One point not noted anywhere as far as I can see is that, by allowing the pandemic to spread to millions of people, the risk of a more dangerous or virulent strain appearing increased enormously.
If the pandemic had been kept to relatively small numbers, as in Taiwan, New Zealand, Australia, Vietnam, Thailand, (China if you believe their statistics on this, unlike all their other statistics are correct) etc. this new more infective strain would likely never have appeared.
What is the underlying argument here. I don’t understand viral mutations sufficiently to know but have assumed they are largely random events. If so, isn’t this claim a bit like a fair coin landing heads for the past 10 flips and claiming the odds of tails has not increase?
One point not noted anywhere as far as I can see is that, by allowing the pandemic to spread to millions of people, the risk of a more dangerous or virulent strain appearing increased enormously.

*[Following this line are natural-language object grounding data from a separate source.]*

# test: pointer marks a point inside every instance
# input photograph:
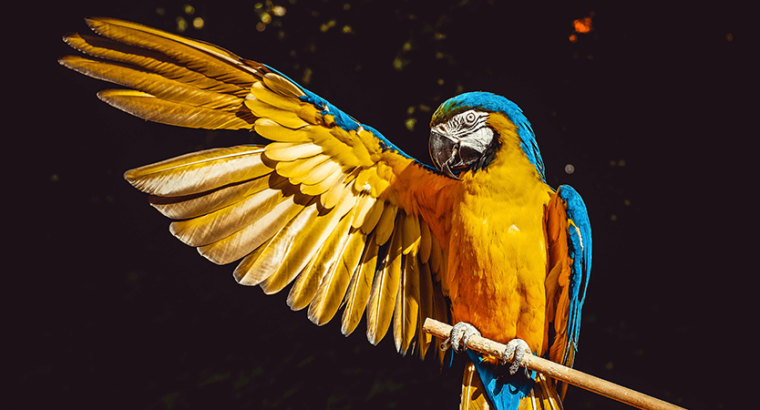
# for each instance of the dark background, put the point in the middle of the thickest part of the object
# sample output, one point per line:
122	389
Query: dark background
110	311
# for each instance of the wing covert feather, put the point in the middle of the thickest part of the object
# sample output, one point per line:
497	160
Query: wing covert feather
330	205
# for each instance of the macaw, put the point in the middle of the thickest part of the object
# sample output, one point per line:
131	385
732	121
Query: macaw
334	208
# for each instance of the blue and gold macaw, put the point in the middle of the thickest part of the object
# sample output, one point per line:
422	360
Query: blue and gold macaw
335	209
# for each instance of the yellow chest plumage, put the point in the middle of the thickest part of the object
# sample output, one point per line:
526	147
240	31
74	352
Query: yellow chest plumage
497	259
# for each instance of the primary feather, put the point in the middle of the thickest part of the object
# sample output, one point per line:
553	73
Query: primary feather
334	208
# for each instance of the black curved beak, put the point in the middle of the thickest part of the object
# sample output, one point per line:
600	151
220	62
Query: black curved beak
445	154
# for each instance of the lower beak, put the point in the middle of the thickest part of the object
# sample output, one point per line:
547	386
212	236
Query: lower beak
444	152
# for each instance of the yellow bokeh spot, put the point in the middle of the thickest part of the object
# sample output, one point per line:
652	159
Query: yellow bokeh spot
326	26
181	24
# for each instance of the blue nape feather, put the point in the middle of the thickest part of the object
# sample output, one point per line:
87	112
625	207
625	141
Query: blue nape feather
484	101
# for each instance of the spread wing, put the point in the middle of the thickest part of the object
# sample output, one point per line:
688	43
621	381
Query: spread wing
569	236
330	206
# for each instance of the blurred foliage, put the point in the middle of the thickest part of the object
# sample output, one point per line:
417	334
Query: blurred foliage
121	315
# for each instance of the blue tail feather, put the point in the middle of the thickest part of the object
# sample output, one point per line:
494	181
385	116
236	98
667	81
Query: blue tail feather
504	391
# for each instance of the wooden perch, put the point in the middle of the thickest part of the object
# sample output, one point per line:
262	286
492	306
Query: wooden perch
558	371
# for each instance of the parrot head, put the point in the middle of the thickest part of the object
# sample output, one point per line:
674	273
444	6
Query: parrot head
462	138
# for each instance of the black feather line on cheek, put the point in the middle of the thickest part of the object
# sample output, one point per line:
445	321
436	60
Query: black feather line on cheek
489	154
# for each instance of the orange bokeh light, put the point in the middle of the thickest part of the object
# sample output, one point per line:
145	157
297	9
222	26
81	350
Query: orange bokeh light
582	25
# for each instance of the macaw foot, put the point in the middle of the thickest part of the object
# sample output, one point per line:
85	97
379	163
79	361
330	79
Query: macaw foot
516	350
461	333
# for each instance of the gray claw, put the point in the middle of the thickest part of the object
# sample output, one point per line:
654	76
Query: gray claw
461	333
517	348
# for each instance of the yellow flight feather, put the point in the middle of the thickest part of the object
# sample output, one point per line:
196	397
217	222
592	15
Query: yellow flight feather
325	262
407	304
246	240
360	286
300	167
425	307
333	287
373	216
222	223
339	190
191	206
336	177
264	94
276	132
317	229
199	172
148	61
282	86
382	299
193	53
386	224
320	205
317	173
291	151
261	109
154	84
150	108
243	273
271	258
364	205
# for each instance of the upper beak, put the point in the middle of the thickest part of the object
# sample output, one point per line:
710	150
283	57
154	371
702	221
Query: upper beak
445	153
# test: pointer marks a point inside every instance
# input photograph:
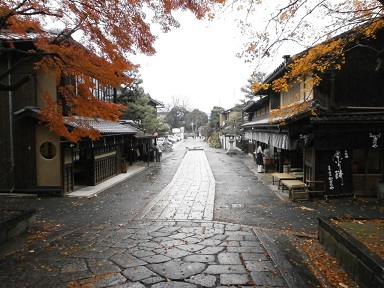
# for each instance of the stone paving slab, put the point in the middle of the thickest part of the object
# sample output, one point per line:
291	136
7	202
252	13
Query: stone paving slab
198	254
189	196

If the pandemic had been kept to relatively small numbers, as in Taiwan, New Zealand, Australia, Vietnam, Thailand, (China if you believe their statistics on this, unlike all their other statistics are correct) etc. this new more infective strain would likely never have appeared.
this is a really good point, and I haven’t seen it mentioned anywhere either.
What is the underlying argument here. I don’t understand viral mutations sufficiently to know but have assumed they are largely random events. If so, isn’t this claim a bit like a fair coin landing heads for the past 10 flips and claiming the odds of tails has not increase?
Odds are the same but it’s the difference between 10 flips and a 100.